Saturday, October 30, 2004

Mazes and Monsters

I had a pretty big realization last night. It happend while Andy was playing Nintendo, and then became even more clear after watching Tom Hank's fist movie, Mazes and Monsters. There has been a dramatic shift in the way we live now, in a tecno culture, compared with even the days of my childhood... the 1980's.

Andy has every Nintento game ever created, stored on his computer. That itself is amazing. Look how far tecnology has come in the last 20 years, how drastically information storage has changed. Andy was scolling through a slew of titles and picking games at random to play. I was watching. What started to fascinate me was the themes of the games and how diffrent they are from today. One in particular, an airplane game, gives the gamer a birds eye view of the marsian surface. Piloting a space plane you must destroy all the martians who are lobbing glowing orbs at you. I could be wrong, i dont play very many new video games, but todays games aren't making kids excited about space exploration, are they?. The video games i see coming out today are vast virtual arenas that allow one to live a virtual life. in many role playing games you can buy food, tatoos, you even date virtual characters and build up your life stats. Is the dream of American space exploration, and even broader, american ingenuity, dead? In place of space exploration, we Americans have decided to explore ourselves. It seems, reality television and life simulation games almost make american's content sit on the couch and live virtual lives.
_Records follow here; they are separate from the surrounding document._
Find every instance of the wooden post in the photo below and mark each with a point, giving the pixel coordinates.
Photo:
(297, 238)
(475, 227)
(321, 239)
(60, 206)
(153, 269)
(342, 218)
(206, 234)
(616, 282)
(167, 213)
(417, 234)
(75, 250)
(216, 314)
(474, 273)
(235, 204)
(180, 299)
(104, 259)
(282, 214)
After the nintendo I poped in Mazes and Monsters. It examined much of the same themes that i had been pondering in front of Andy's flashing computer monitor, but from the perspective of fearful suburbian parents of the mid 1980's. They feared that if thier children played dungeons and dragons, they would be get caught up in fantasy and loose thier ambition for living in reality. It was one of the hoekier movies i've ever seen but i thought that it was way ahead of its time in predicting a virtual culture. What a cool field to get into--virtual culture.


2 comments:

noe said...

hmmm... how bout the movie vanilla sky where you live in virtual relatiy world in death... people are afriad of really living, but everyone has an intense desire to really experience life... most people are just scared of really doing it... so virtual reality... it's all crap, but we keep feeding the monster... so, uh, how'd you end up reading my goofy blog?

Matt said...

just randomly reading blogs, i came across yours, your sense of humor is refreshing.